Saturday, April 18, 2009

The Element of Surprise

Detectives Beyond Borders' Peter Rozovsky is reading Raymond Chandler's Farewell, My Lovely and praising the writer's use of figurative language. He asks, "Is surprise the key to vivid description and successful metaphor?"

Chandler is often called one of crime fiction's most "poetic" writers, so the question can be asked, "Is surprise the key to description and metaphor in poetry?"

I don't believe it is. As often as not, extended metaphor and quirky description can distract readers from the image a poet means to present. I think it's more important to deliver a clear picture than one that is surprising or unnecessarily embroidered. There are times when metaphors make us think, "Yes, that's exactly how it should be described," not "Wow, I never would have thought of that."

It's easy to get carried away with figurative language. It should be controlled to lead readers to the intended mental image, not used simply for style or surprise. Some of Chandler's metaphors and similes are great, but their overall impact is diluted by how often he used them.

He may not have made the same metaphor twice, but his frequent use of the technique made it less original over time, such that even writers who surprise with metaphor today are said to be copying Chandler.
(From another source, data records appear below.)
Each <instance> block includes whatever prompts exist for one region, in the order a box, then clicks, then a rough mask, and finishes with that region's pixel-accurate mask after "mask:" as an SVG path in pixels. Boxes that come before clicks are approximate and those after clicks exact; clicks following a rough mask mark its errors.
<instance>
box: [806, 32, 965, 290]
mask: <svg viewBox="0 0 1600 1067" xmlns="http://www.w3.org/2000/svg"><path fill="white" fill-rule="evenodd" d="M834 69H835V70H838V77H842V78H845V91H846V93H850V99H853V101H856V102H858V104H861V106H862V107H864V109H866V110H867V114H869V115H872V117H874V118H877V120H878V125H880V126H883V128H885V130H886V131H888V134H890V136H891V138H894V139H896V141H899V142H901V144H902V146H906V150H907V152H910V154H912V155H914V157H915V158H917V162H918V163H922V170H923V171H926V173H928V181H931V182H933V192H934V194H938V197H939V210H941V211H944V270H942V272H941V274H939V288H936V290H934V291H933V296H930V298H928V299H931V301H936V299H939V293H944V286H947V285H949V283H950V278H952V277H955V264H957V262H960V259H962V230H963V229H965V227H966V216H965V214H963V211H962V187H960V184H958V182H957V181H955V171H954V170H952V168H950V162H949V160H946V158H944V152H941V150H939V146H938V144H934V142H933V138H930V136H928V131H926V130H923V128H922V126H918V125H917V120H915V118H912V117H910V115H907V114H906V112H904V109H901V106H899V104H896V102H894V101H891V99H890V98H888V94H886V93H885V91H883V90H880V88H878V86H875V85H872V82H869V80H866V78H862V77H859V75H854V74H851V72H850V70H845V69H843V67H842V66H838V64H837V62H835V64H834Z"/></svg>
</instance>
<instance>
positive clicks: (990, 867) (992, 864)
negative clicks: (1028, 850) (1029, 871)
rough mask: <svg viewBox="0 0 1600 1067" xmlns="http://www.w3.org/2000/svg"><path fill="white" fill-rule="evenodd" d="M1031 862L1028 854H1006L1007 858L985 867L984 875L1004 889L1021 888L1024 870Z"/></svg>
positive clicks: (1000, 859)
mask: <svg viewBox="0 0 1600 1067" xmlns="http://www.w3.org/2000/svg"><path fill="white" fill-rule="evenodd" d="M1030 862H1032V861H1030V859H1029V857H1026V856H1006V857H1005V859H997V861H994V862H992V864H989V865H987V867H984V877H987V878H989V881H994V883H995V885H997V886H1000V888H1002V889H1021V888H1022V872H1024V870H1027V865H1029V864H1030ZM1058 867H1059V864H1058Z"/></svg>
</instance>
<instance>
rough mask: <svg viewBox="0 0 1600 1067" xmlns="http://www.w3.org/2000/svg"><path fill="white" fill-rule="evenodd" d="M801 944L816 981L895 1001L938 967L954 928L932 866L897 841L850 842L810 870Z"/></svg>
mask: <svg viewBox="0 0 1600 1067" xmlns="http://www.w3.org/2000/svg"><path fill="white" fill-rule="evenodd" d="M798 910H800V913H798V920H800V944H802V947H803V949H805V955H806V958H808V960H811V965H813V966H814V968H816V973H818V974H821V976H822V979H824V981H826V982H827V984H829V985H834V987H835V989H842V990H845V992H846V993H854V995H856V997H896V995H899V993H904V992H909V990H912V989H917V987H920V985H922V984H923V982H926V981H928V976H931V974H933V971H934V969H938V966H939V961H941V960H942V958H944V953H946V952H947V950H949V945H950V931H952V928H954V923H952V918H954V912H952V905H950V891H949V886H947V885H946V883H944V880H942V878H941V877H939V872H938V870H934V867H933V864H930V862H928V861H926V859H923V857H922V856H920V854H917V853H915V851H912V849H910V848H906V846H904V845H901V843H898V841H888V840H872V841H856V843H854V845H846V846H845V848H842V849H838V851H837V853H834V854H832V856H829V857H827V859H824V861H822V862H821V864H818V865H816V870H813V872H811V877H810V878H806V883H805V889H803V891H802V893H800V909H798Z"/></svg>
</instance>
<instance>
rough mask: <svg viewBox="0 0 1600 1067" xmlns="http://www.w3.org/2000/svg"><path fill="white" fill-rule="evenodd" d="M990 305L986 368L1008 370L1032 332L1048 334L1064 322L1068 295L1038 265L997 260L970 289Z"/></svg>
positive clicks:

Figurative language is a dramatic tool. Good drama doesn't rely on it to the extent Chandler made it seem.


Peter Rozovsky said...

When Chandler's descriptions, using similes or not, were on, they were on, as in the "white explosions" example from the Farewell, My Lovely. But one danger of focusing on the similes is that doing so may divert attention from other, less easily imitated aspects of his writing. For example, I enjoy the self-conscious opening to The Big Sleep, a straightforward piece of description that lets the reader in on the joke.
Detectives Beyond Borders
"Because Murder Is More Fun Away From Home"

Gerald So said...

I agree Chandler's legacy is more than zinging similes and metaphors, but his reliance on them may be what distracts readers from his subtler gifts.